#VU50660 Improper Privilege Management in OpenLiteSpeed
Vulnerability identifier: #VU50660
Vulnerability risk: Medium
CVSSv3.1: 6.5 [CVSS:3.1/AV:N/AC:L/PR:H/UI:N/S:U/C:H/I:H/A:H/E:P/RL:O/RC:C]
CVE-ID:
CWE-ID:
CWE-269
Exploitation vector: Network
Exploit availability: Yes
Vulnerable software:
OpenLiteSpeed
Server applications /
Web servers
Vendor: LiteSpeed Technologies
Description
The vulnerability allows a remote user to escalate privileges.
The vulnerability exists due to improper privilege management.
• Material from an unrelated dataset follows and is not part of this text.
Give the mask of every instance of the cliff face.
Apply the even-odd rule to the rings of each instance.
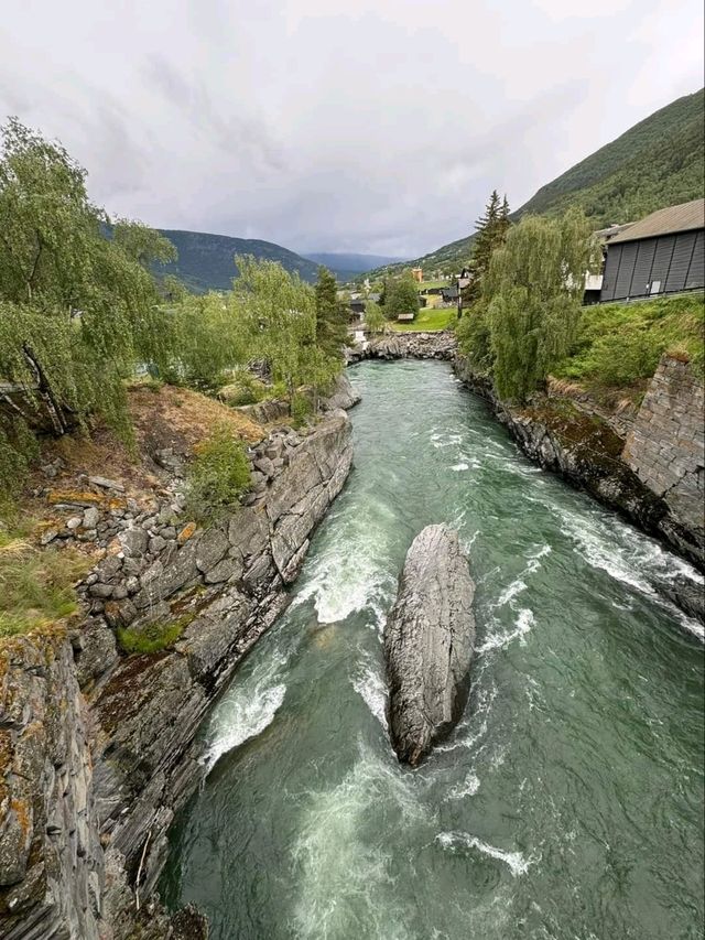
[[[89,615],[66,636],[13,641],[0,660],[3,937],[132,933],[135,890],[144,914],[166,830],[202,772],[198,725],[283,609],[351,462],[349,420],[333,411],[258,445],[249,505],[209,529],[177,532],[169,490],[153,510],[85,510],[75,531],[95,526],[108,545],[83,587]],[[153,653],[119,652],[117,629],[154,624],[181,635]],[[180,936],[158,909],[144,929]]]
[[[705,401],[687,363],[663,356],[627,436],[621,458],[669,507],[681,530],[705,544]],[[687,551],[687,542],[683,547]],[[702,554],[701,554],[702,558]]]
[[[664,357],[626,441],[576,402],[535,396],[525,407],[509,407],[464,359],[456,359],[455,370],[487,399],[529,457],[705,568],[703,393],[685,364]],[[702,613],[702,599],[679,599],[687,613]]]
A remote administrator can use the extUser or extGroup parameters to gain sudo access and escalate privileges on the system.
Mitigation
Install update from vendor's website.
Vulnerable software versions
OpenLiteSpeed: 1.7.0 - 1.7.8
External links
http://github.com/litespeedtech/openlitespeed/issues/217
Q & A
Can this vulnerability be exploited remotely?
Yes. This vulnerability can be exploited by a remote authenticated privileged user via the Internet.
Is there known malware, which exploits this vulnerability?
No. We are not aware of malware exploiting this vulnerability. However, proof of concept for this vulnerability is available.